Digital Video for AV Integrators
When you transform AV into digital bits and bytes, it opens up a world of possibilities?and a few challenges. Here is everything you need to know about moving digital video around an AV installation.
IN THE BEGINNING
It all starts with video images captured from our analog world by special sensors known as charge-coupled devices (CCDs) and complementary metal oxide semiconductors (CMOS). The output voltages from these sensors are quantized into strings of bits that correspond to relative voltage levels created by bright and dark areas of an image. By taking more and more samples of the red, green, and blue video signals (increasing the bit depth), the analog-to-digital conversion can more accurately reproduce those signals when they are ready to be viewed.
Why is that important? Early flat-panel displays commonly used eight bits per pixel, or 256 red x 256 green x 256 blue pixels. That equals a total of 16.7 million possible colors, which would seem like more than enough. But it really isn’t. Images sampled at this bit rate often exhibit abrupt changes between shades of colors that resemble contours on a topographic map, creating unwanted image artifacts. That’s why video cameras sample at greater bit depths, and it’s also why professional flat-panel displays are moving to 10-bits-per-pixel sampling to create smoother gradients.

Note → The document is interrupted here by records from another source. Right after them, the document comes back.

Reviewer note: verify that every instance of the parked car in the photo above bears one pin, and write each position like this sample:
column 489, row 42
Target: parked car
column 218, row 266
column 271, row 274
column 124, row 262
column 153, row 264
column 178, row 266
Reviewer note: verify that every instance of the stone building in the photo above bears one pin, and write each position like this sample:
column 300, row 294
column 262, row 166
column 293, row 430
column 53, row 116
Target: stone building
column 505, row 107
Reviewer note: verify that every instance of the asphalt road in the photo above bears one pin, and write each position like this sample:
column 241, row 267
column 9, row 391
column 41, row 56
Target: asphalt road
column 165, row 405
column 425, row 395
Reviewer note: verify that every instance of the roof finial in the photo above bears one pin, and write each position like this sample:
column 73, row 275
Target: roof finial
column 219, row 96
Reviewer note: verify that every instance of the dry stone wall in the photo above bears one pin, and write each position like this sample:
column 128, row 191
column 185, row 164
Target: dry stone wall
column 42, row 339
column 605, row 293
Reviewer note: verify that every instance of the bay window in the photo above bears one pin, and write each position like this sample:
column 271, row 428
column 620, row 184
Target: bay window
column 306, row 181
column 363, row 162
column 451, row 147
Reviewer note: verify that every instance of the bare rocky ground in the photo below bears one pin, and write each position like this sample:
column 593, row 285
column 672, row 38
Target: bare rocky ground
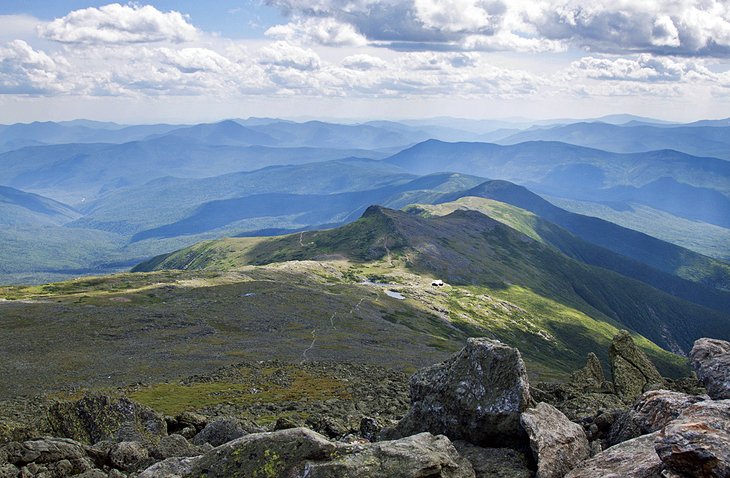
column 351, row 420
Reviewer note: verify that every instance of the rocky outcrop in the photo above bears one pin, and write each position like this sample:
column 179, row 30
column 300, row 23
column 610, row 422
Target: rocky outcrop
column 56, row 456
column 634, row 458
column 100, row 417
column 280, row 453
column 633, row 372
column 698, row 442
column 411, row 457
column 590, row 378
column 171, row 468
column 477, row 395
column 651, row 411
column 557, row 444
column 219, row 431
column 495, row 462
column 303, row 452
column 129, row 456
column 711, row 360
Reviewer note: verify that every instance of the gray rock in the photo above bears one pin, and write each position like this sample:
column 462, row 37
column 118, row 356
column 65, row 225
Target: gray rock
column 477, row 395
column 174, row 445
column 129, row 456
column 557, row 444
column 50, row 450
column 191, row 419
column 219, row 431
column 698, row 442
column 590, row 378
column 100, row 417
column 9, row 471
column 178, row 467
column 93, row 474
column 495, row 462
column 633, row 372
column 651, row 411
column 422, row 455
column 711, row 360
column 270, row 454
column 634, row 458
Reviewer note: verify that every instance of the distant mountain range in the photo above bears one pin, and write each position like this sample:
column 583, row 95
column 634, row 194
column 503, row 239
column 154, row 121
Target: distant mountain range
column 466, row 248
column 99, row 197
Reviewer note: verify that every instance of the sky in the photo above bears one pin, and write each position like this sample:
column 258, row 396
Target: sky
column 194, row 61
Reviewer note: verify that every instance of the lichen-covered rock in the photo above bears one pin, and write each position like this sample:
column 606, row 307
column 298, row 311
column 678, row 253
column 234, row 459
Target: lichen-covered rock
column 477, row 395
column 178, row 467
column 633, row 458
column 697, row 443
column 174, row 445
column 50, row 451
column 590, row 378
column 129, row 456
column 269, row 454
column 417, row 456
column 633, row 372
column 101, row 417
column 711, row 360
column 495, row 462
column 650, row 412
column 9, row 471
column 557, row 444
column 584, row 405
column 219, row 431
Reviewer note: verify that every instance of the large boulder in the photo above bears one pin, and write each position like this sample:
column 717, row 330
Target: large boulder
column 711, row 360
column 269, row 454
column 651, row 411
column 70, row 456
column 633, row 372
column 698, row 442
column 422, row 455
column 558, row 445
column 129, row 456
column 495, row 462
column 219, row 431
column 303, row 452
column 178, row 467
column 634, row 458
column 100, row 417
column 590, row 378
column 477, row 395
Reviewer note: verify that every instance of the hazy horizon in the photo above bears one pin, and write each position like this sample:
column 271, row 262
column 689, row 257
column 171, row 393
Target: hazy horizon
column 184, row 62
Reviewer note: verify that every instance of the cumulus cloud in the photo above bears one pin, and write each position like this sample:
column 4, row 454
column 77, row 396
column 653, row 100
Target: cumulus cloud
column 325, row 31
column 677, row 27
column 285, row 55
column 24, row 70
column 363, row 62
column 643, row 68
column 115, row 23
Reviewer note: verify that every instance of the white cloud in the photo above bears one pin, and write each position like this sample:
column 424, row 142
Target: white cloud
column 324, row 31
column 191, row 60
column 285, row 55
column 643, row 68
column 115, row 23
column 24, row 70
column 456, row 16
column 363, row 62
column 675, row 27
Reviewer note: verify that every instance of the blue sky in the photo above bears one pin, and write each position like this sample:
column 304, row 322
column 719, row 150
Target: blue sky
column 192, row 61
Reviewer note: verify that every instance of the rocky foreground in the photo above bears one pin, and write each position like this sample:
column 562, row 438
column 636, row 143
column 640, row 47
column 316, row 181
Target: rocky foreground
column 474, row 415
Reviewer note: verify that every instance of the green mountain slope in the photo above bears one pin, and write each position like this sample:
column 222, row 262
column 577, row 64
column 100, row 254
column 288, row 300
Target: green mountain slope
column 502, row 282
column 641, row 247
column 583, row 251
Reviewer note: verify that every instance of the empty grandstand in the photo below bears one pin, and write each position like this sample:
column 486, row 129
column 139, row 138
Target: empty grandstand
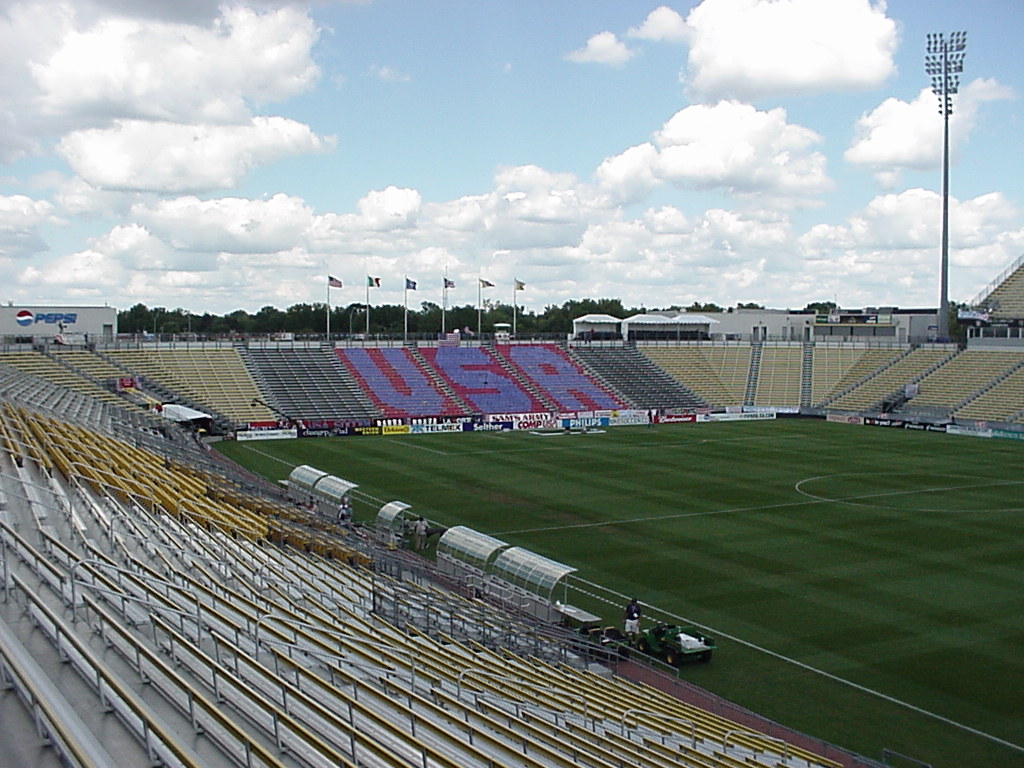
column 159, row 609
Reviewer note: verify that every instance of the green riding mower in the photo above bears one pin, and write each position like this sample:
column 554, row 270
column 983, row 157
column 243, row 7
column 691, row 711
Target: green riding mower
column 676, row 645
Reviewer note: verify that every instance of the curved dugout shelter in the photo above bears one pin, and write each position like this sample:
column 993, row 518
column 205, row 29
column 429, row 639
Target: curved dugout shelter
column 390, row 523
column 468, row 547
column 334, row 488
column 531, row 572
column 304, row 477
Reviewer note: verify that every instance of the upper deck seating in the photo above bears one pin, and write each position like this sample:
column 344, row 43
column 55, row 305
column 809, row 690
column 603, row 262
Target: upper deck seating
column 396, row 383
column 552, row 371
column 478, row 378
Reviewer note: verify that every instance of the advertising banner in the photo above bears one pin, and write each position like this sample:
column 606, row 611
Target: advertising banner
column 435, row 428
column 677, row 419
column 266, row 434
column 735, row 417
column 845, row 419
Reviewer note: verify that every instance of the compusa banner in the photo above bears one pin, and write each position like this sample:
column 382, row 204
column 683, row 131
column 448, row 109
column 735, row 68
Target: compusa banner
column 524, row 421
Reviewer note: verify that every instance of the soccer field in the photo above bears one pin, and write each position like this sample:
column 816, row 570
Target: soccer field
column 865, row 585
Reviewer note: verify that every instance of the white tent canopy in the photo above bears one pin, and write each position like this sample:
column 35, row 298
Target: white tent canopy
column 603, row 325
column 181, row 413
column 667, row 324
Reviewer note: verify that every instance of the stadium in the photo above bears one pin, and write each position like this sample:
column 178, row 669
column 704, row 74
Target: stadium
column 827, row 501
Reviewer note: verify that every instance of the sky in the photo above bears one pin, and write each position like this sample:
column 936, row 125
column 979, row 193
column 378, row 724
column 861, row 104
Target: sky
column 215, row 157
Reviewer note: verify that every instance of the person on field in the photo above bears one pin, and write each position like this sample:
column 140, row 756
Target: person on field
column 632, row 624
column 420, row 528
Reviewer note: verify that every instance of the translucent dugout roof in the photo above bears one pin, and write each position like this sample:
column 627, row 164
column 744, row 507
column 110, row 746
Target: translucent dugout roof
column 469, row 546
column 334, row 487
column 531, row 571
column 390, row 516
column 305, row 476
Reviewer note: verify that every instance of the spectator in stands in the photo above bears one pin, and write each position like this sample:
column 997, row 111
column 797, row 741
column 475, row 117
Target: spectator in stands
column 420, row 528
column 632, row 624
column 345, row 511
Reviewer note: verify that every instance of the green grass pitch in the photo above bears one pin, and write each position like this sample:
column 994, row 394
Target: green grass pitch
column 876, row 577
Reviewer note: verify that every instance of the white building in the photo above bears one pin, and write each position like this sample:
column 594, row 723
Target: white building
column 77, row 325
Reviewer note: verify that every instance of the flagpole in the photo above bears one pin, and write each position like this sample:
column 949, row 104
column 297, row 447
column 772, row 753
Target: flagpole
column 515, row 302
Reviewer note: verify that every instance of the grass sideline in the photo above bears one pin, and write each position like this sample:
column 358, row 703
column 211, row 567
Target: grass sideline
column 890, row 559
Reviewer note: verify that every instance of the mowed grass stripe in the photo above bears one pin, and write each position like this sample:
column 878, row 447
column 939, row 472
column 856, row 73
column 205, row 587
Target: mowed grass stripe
column 885, row 580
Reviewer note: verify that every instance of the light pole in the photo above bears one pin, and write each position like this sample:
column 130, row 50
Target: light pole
column 944, row 62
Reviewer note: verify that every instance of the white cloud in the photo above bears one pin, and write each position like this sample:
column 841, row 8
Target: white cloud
column 392, row 208
column 632, row 175
column 228, row 224
column 124, row 68
column 889, row 250
column 730, row 146
column 389, row 74
column 751, row 48
column 20, row 219
column 899, row 135
column 174, row 158
column 604, row 47
column 663, row 24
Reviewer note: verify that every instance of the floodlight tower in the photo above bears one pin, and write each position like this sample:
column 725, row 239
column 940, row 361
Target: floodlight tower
column 944, row 62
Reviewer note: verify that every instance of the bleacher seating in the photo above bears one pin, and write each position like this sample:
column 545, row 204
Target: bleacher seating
column 47, row 368
column 891, row 379
column 1004, row 300
column 1004, row 400
column 183, row 632
column 397, row 384
column 214, row 378
column 780, row 376
column 551, row 370
column 636, row 378
column 718, row 373
column 308, row 383
column 965, row 377
column 477, row 377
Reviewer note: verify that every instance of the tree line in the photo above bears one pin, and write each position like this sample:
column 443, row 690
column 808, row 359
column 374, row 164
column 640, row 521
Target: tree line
column 389, row 320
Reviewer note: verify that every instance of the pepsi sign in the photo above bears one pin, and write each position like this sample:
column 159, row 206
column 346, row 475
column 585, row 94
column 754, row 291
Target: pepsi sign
column 27, row 317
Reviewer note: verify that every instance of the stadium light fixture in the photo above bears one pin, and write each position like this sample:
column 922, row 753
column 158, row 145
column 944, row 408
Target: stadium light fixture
column 944, row 62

One thing that’s interesting about digital component video (YCbCr) is that the brightness (luminance) signal contains most of the picture detail. That means that we can sample the color information at half the rate, or even lower. So if we determine that four samples are needed of luminance, but only two samples of each of the color difference signals are required, we come up with the ratio 4:2:2which happens to be a very common digital format for professional video (one of which is the ITU standard BT.601).
In contrast, digital cinema cameras capture video in a red, green, and blue (RGB) format and must preserve as much detail in each color channel as possible. Accordingly, these high-performance cameras use a 4:4:4 sampling ratio, which results in extremely large files.
On the other hand, digital TV programs on cable and satellite as well as movies recorded to DVD use a 4:2:0 sampling ratio, reducing the color detail by half again from the 4:2:2 standard to conserve bandwidth. (And you probably didn’t even notice.)
PACK AND SHIP
The whole concept of digital video revolves around the idea of redundancythat is, redundancy between adjacent frames of video. If we shoot one second of video (30 frames interlaced, or 60 frames progressive-scan), there are bound to be parts of each frame that don’t change, or change only a little over time.
If we can come up with a system that analyzes each frame of video and identifies the parts that change versus the parts that don’t, we can record and distribute that video quite efficientlymuch more efficiently than if the video signal was analog, where each frame is repeated with any and all redundancies and the full bandwidth of a TV channel is required to pass the signal, no matter its resolution.
And that’s exactly how a video codec works. In everyday use, we speak of codecs being a system by which a video stream is encoded and decoded, using MPEG, JPEG, or wavelet processes. But the piece of hardware that we use to perform the compression is a video encoder.
There are several ways to compress video signals, but the most common is based on a principle known as discrete cosine transform (DCT). In a nutshell, DCT reduces the elements of a video image to mathematical coefficients. It is the heart of both the JPEG (Joint Photographic Experts Group) and MPEG (Moving Pictures Experts Group) standards, and is widely used for encoding everything from videos that you shoot on your $150 digital camcorder to those you shoot on a $10,000 broadcast camera.
While JPEG is used primarily for still images and digital cinema, MPEG is the standard for almost all compressed video. The MPEG system starts with a string of video frames, known as a group of pictures (GOP), which can be almost any length, but is typically 15 frames long, or a half-second.
The first video frame in the sequence has all of the information necessary to compress the frames that follow, and is known as an intracoded frame, or I-frame for short. (I-frames can also be called key frames.) Each I-frame has all of the picture information encoded into eight-pixel-by-eight-pixel blocks.
The second MPEG frame type, the predictive frame (P-frame) looks at the data in a previous I-frame and determines what is actually changing between two adjacent frames. Elements that change in position, color, or luminance are re-encoded, while elements that do not change are simply repeated. This allows for even greater compression of the video signal.
A third frame type, the bi-directional predictive frame (B-frame) looks forwards and backwards at reference frames to determine which pixels need to be re-encoded as new, and which pixels can be repeated.
Clearly, I-frames are critical to digital video playback. If the system drops an I-frame, the picture freezes up or disappears altogether until the next I-frame comes along. This is what commonly causes drop-out on satellite and terrestrial DTV signalsthe decoder can’t resume converting the compressed files to video until it has another reference point.